De manière évidente, Atom Egoyan met le doigt sur les dangers que constitue Internet, comme il l'avait déjà indiqué dans Adoration. A la manière du film Trust de David Schwimmer, Captives montre bien qu'Internet donne la possibilité à des détraqués sexuels de se fédérer entre eux, ce qui leur ouvre des portes...
Captives décrit un réseau de pédophiles particulièrement bien organisé. Par son côté réaliste, le film est assez malaisant. On se rend compte que les enfants ne sont plus à l'abri de rien. Le danger peut venir de n'importe où. Il faut être particulièrement vigilant avec l'utilisation d'internet, surtout que les réseaux dits “sociaux” ne cessent de prendre de l'importance. Dans Captives, c'est Cassandra elle-même qui sert d'appât pour attirer des petites filles dans les filets des prédateurs sexuels.Tout cela fait peur car Egoyan décrit avec une minutie et un sens du détail un réseau de pédophiles qui sait où il va, et qui dispose de moyens importants.
En plus de sa grande richesse sur le plan thématique, Captives se révèle fort sur le plan émotionnel. Pour arriver à ce résultat, le cinéaste canadien n'a pas hésité à recourir à plusieurs reprises à des flashbacks qui nous montrent d'un côté la vie avant l'enlèvement et de l'autre la vie actuelle. Le spectateur se sent forcément en empathie avec les membres de cette famille qui sont tous détruits mentalement, et qui aspirent à retrouver une vie normale. Pour cela, encore faut-il avoir des nouvelles de Cassandra qui a disparu depuis plusieurs années.
C'est d'ailleurs tout l'objet du film. Si on retrouve dans celui-ci toutes les obsessions d'Egoyan, Captives constitue un thriller particulièrement haletant. On se demande si cette famille “éclatée” va pouvoir être réunie.
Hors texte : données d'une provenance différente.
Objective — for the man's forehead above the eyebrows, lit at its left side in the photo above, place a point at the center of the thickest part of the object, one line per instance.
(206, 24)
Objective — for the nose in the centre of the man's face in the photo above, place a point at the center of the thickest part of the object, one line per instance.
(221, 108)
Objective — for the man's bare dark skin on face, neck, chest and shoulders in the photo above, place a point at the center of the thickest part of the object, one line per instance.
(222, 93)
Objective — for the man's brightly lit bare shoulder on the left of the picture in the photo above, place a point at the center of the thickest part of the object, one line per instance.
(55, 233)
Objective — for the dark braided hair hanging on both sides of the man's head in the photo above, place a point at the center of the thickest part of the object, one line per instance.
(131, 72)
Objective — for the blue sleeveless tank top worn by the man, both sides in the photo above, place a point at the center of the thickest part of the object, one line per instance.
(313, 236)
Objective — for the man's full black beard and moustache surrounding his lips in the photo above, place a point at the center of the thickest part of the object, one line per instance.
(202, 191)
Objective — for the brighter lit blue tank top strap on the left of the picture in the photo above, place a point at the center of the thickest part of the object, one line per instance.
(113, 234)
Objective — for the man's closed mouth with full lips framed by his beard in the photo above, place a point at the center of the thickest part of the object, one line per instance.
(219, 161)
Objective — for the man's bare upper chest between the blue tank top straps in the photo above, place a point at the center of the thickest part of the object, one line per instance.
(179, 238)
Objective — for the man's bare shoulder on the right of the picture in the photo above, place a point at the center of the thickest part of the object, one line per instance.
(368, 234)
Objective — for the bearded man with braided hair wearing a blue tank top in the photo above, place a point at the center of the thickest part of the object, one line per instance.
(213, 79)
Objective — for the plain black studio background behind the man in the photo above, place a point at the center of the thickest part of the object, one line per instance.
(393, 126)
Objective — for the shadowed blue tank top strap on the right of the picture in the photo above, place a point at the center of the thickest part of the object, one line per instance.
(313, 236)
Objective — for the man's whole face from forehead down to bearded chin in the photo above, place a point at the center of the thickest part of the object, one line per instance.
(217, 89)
Autrement dit, les parents de Cassandra ou la police parviendront-ils à retrouver Cassandra et à démanteler ce réseau de pédophiles ? Bien malin sera celui qui pourra deviner la fin de Captives, car son réalisateur a bien vérouillé son film. Le réseau de pédophiles, qui semble partout et nulle part – la scène de la soirée de charité pour donner des dons à la police en est une preuve évidente, avec ces prédateurs qui jouent le rôle de bienfaiteurs avant de revêtir le costume de prédateurs – fait froid dans le dos. On sent qu'il faut un acharnement incroyable, voire une certaine chance, pour pouvoir être plus malin que ces gens.
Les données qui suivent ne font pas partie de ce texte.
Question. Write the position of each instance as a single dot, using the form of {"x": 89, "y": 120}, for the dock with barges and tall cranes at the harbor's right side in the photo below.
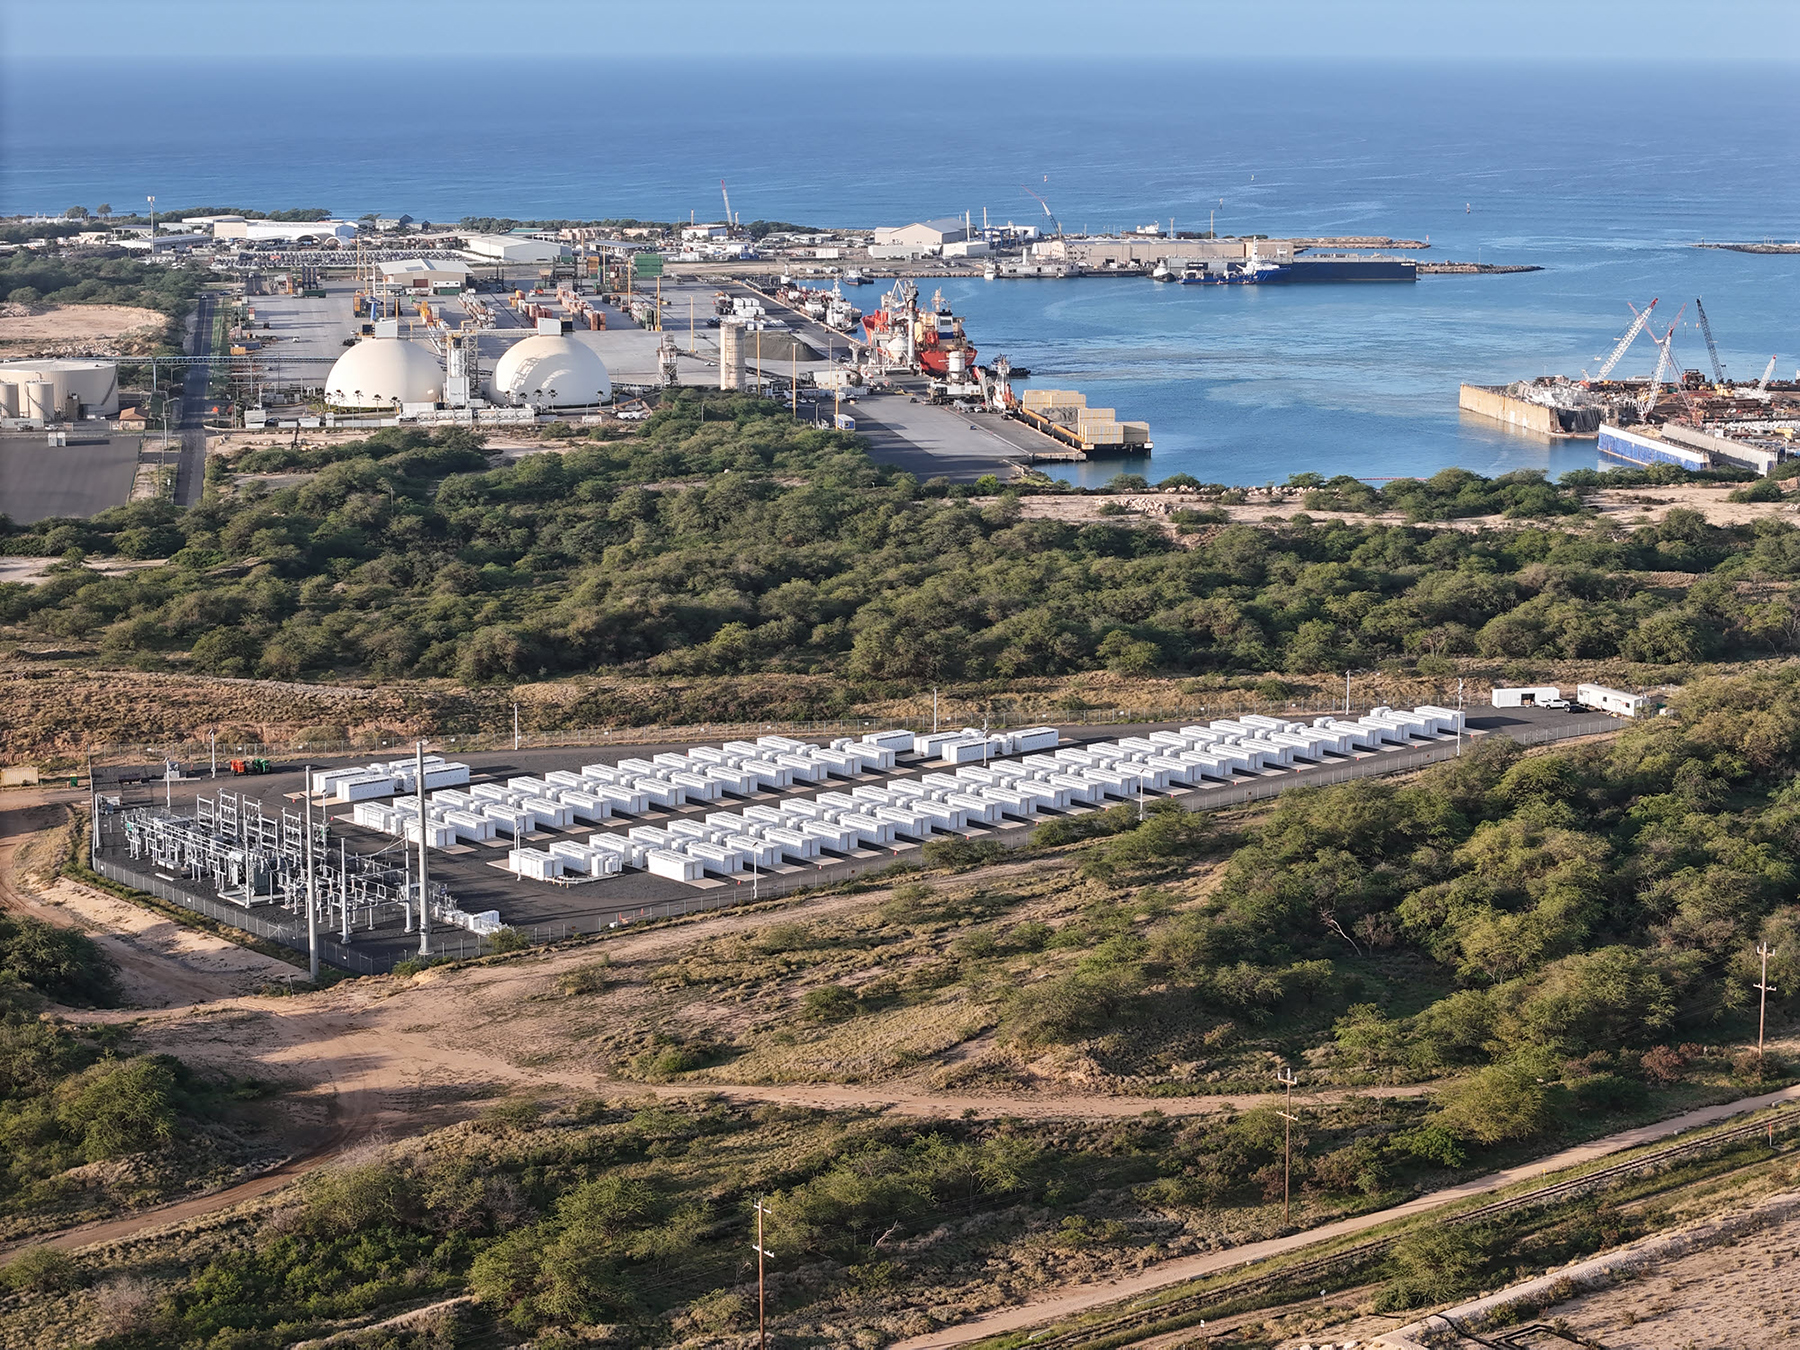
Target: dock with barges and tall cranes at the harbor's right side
{"x": 1673, "y": 417}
Quelques mots sur la distribution. Dans le rôle des parents détruits mentalement, Ryan Reynolds et Mireille Einos sont très crédibles. Mention spéciale aux deux agents de police du film. Rosario Dawson joue ainsi de manière sobre le rôle de cette inspectrice qui traque les réseaux de pédophiles sur internet. Quant à Scott Speedman, il incarne un troublant policier, qui semble avoir été touché sur le plan mental à force de travailler dans ce milieu. Car l'une des questions du film est aussi de savoir comment ces policiers font pour vivre normalement après avoir vus dans la journée de nombreuses images d'enfants maltraités, martyrisés ? Pas évident. Le mal peut gangréner tout le monde, y compris ceux qui le combattent.
Au final, Atom Egoyan livre avec ce film un thriller captivant, en phase avec les préoccupations de notre société actuelle, qui ne dessert l'étreinte sur le spectateur que lorsque le générique de fin apparaît à l'écran.